Apple CEO Tim Cook has said that, while competition from the likes of rival Samsung is tough, he still believes that Apple's ecosystem and products are "the best by far."
"The smartphone market has always been competitive," said Cook at Apple's quarterly earnings call on Tuesday, adding that the competition has changed since the launch of the iPhone. "In the beginning, RIM was the, sort of, the very strongest player because the smartphone as you know really got going in the enterprise area."
"And of course, today, out top competitor from a hardware point of view would be Samsung, married to Google on the operating system side," Cook continued.
The rivalry between Apple and Samsung has been hotting up in recent years, as the popularity of Samsung's Galaxy smartphones and tablets increases.
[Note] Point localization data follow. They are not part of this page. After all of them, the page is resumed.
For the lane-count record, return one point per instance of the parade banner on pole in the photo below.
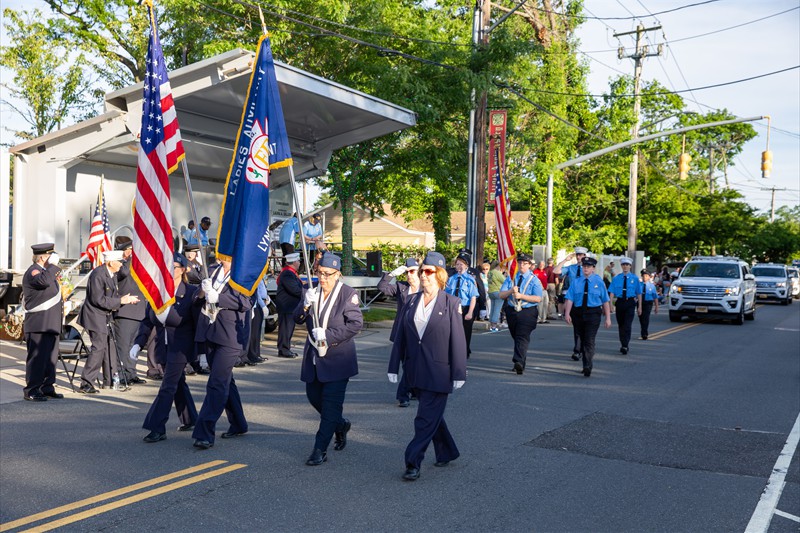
(497, 141)
(262, 146)
(160, 152)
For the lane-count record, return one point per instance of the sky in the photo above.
(711, 43)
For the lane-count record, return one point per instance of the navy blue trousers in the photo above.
(429, 425)
(173, 390)
(221, 394)
(328, 400)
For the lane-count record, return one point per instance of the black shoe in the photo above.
(154, 436)
(317, 457)
(232, 434)
(411, 473)
(35, 397)
(340, 437)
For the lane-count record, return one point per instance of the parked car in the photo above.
(772, 283)
(714, 286)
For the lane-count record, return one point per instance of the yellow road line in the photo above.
(107, 495)
(133, 499)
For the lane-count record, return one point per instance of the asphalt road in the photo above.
(682, 434)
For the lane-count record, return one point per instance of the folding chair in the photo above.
(72, 346)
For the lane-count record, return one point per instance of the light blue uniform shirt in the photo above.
(633, 289)
(466, 290)
(597, 295)
(288, 231)
(528, 286)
In A recent survey of consumers' future purchase plans, Apple's iPhone lost ground to smartphones from Samsung.
"They're obviously tough competitors, but we feel that we have the best products by far," Cook asserted. "We are going to invest in innovative products, and I feel really, really confident about our product pipeline in both hardware, software and also services."
"We have the best ecosystem by far, and we're just going to keep augmenting it and making it better and better, and that shows up in both our loyalty ratings and our customer satisfaction. And so I'm feeling very good about our competitive position," he continued.
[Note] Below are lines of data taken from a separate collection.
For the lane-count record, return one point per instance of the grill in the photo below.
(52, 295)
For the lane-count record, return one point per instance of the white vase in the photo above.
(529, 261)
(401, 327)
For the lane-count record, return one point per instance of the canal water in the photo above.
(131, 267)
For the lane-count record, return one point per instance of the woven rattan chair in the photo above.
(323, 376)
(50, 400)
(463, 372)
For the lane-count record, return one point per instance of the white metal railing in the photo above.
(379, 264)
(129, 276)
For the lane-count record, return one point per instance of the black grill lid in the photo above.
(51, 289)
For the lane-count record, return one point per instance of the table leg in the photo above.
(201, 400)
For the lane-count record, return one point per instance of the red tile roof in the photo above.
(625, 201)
"I would just add to that that because we are not fragmented like our competition," Cook highlighted. "We can update an OS with a major release and a substantial percentage of our customers will update to the - to our latest software. We've made that very elegant and very easy."
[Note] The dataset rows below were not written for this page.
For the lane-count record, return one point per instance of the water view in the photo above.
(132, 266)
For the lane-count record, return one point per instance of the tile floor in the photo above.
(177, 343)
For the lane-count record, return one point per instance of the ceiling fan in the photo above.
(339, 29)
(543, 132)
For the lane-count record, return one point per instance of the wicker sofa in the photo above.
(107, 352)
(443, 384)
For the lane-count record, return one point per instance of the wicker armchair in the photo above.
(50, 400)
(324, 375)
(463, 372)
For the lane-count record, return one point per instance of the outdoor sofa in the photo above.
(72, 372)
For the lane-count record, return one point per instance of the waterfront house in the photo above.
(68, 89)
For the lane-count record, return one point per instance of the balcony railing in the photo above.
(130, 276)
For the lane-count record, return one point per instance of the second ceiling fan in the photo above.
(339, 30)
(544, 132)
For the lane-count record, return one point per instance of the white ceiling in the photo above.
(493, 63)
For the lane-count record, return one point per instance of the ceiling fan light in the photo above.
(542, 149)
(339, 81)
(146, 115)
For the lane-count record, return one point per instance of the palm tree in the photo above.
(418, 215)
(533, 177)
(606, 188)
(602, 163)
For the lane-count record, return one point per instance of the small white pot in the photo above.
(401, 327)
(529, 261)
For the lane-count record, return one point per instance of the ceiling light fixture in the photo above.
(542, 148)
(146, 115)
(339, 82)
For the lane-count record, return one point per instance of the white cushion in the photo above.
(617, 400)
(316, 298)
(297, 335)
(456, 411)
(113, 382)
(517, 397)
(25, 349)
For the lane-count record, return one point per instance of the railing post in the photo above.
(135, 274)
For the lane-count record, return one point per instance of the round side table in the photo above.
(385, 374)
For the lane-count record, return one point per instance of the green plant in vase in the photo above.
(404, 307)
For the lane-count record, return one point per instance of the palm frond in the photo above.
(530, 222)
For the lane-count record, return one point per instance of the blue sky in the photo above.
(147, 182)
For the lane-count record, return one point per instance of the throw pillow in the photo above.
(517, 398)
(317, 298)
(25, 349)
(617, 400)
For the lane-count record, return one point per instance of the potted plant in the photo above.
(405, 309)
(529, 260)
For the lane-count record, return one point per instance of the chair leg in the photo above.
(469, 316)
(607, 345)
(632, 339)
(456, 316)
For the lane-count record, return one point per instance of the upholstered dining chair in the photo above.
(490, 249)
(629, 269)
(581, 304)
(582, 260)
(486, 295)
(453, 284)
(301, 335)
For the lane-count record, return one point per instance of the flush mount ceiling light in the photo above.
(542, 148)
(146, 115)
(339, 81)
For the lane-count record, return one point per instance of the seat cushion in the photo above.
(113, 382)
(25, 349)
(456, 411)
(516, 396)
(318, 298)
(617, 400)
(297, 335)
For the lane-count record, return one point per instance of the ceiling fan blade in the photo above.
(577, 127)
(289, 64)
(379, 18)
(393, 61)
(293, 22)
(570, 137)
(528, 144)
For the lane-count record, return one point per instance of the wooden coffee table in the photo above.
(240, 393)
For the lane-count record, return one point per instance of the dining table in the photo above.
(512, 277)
"Also, because the usage for iOS is so much higher, when we integrate things well, people use them a lot more. And so, just those concepts by itself are huge advantaged from a customer experience point of view."
On the eve of Samsung's Galaxy S4 launch, Apple senior vice president of worldwide marketing Phil Schiller criticised Google's Android and Samsung in two separate interviews, for being fragmented and giving users an experience that "isn't as good as an iPhone."
In the interviews, Schiller referenced Google's own research to blast Android and play down iPhone rivals. "With their own data, only 16 per cent of Android users are on year-old version of the operating system. Over 50 per cent are still on software that is two years old. A really big difference."
On the other hand, more than half of iOS devices have the latest version of the mobile operating system installed.